While Gene and the detective carried out their business, Piper set about turning her interview into a story and setting it on the press. This was far and away her least favorite part of the job. It was tedious and time-consuming. For all she could trust Nat with, layout fell out of her younger sister’s purview, thanks to a rather lax sense of spelling and grammar. She made up for it in spades, though, thanks to a healthy belief in moral support and an uncanny ability to sell papers.

She had just begun to pull copies when they walked through her door. Gene’s face was drawn, and even Nick looked shaken.   
  
“Here’s your scoop, Piper: Conrad Kellogg is dead,” he said, voice tired.

“He had my son and he’s dead,” Gene added. Piper couldn’t help the way her voice caught, as if she were holding back tears, or fresh from a crying jag.

“Where’s your son, then? Where’s Shaun?”

Nick held up a small electrical device wrapped in a handkerchief. “We’re hoping this is our key to finding out. We pulled it out of Kellogg after the deed was done.”

“You … out of … that’s disgusting. What are you gonna do with it?”

“Irma and Amari.”

“You think they can get something out of it?”  
  
“That’s what we hope,” Gene said. “It’s our best shot.”

Piper had looked from Nick to Gene and back again, inwardly wondering if the pair had somehow lost their minds. Outwardly, she only nodded. “Good luck. Come find me if you need me.”

In the time they were gone, Piper ran both the interview with Gene and the piece on Kellogg’s death. Tensions between two brothers turned into a murder near Takahashi’s stand. Her sales soared. The talk of McDonough’s true nature never quite died down, though, and neither did the heat it had wrought upon her.

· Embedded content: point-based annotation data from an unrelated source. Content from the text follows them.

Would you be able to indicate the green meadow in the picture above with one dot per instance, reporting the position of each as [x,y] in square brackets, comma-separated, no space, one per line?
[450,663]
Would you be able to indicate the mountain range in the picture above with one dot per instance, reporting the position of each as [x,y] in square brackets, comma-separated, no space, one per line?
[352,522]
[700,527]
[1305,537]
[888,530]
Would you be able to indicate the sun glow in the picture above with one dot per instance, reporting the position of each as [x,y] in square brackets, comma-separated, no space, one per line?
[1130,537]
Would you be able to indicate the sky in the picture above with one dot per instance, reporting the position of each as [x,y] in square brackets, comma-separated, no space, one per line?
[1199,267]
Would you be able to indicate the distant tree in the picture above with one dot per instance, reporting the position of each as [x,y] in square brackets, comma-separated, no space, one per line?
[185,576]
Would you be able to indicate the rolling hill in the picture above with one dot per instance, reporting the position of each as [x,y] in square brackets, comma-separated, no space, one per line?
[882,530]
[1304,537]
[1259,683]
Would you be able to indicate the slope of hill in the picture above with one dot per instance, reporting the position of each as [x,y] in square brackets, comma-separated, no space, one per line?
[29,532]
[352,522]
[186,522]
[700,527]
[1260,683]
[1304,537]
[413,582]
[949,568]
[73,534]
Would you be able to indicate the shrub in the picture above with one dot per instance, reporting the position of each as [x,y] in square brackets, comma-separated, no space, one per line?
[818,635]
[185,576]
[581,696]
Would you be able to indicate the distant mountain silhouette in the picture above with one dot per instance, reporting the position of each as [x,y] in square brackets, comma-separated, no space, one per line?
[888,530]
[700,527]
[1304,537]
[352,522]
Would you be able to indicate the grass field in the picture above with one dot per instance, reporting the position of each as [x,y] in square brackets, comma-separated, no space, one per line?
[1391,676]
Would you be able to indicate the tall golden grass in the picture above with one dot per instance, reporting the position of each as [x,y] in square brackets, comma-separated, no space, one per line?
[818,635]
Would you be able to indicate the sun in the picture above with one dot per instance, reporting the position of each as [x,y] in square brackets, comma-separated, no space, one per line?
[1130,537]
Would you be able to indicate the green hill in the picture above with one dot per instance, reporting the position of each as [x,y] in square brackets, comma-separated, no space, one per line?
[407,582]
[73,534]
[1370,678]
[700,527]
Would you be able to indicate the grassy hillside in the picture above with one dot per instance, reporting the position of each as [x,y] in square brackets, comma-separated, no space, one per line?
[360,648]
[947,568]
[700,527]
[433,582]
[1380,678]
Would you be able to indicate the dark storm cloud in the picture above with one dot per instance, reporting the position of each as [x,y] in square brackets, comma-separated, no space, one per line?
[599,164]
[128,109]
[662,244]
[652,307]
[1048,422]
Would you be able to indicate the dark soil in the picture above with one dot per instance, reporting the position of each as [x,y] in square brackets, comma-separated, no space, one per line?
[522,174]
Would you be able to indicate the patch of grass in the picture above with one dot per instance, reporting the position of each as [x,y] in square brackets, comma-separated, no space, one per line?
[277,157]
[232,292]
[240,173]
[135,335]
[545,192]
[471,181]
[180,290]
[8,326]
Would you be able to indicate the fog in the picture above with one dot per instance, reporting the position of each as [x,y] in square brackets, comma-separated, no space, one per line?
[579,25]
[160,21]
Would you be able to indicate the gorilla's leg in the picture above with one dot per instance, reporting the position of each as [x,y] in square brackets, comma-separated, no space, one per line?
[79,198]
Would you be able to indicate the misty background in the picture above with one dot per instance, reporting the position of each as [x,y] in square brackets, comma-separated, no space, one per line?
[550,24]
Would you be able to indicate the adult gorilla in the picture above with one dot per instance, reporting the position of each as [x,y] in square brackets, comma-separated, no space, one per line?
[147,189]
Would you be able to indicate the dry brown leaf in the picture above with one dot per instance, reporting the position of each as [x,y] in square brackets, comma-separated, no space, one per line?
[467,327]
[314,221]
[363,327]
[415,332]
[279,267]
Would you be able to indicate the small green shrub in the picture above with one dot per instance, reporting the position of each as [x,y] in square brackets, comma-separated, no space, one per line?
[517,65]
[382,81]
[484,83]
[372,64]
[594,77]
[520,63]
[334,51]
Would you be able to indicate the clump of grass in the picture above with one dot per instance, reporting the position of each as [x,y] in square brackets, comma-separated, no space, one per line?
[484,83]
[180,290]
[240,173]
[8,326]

Nick returned first, stopping in to check on her. Her story about Gene had begun to carry far and wide; it had gotten the some good attention. He’d told her to expect the former vault dweller, that the woman had a proposition for her. Piper’s eyebrows rose at the cryptic missive, but she nodded regardless.

Yet another key tip in any journalist’s life is this: embrace the unexpected.

Gene did make her way in no too long after. The woman had ditched the suit for something a little less conspicuous, but kept the laser musket --- a detail which Piper noted with some curiosity.

The idea was simple: Nick would keep watch over Diamond City and report back while Gene worked on some sort of mysterious project with the Minutemen.

“What do you need me for?” piper asked. “I’m not much of one for fighting.”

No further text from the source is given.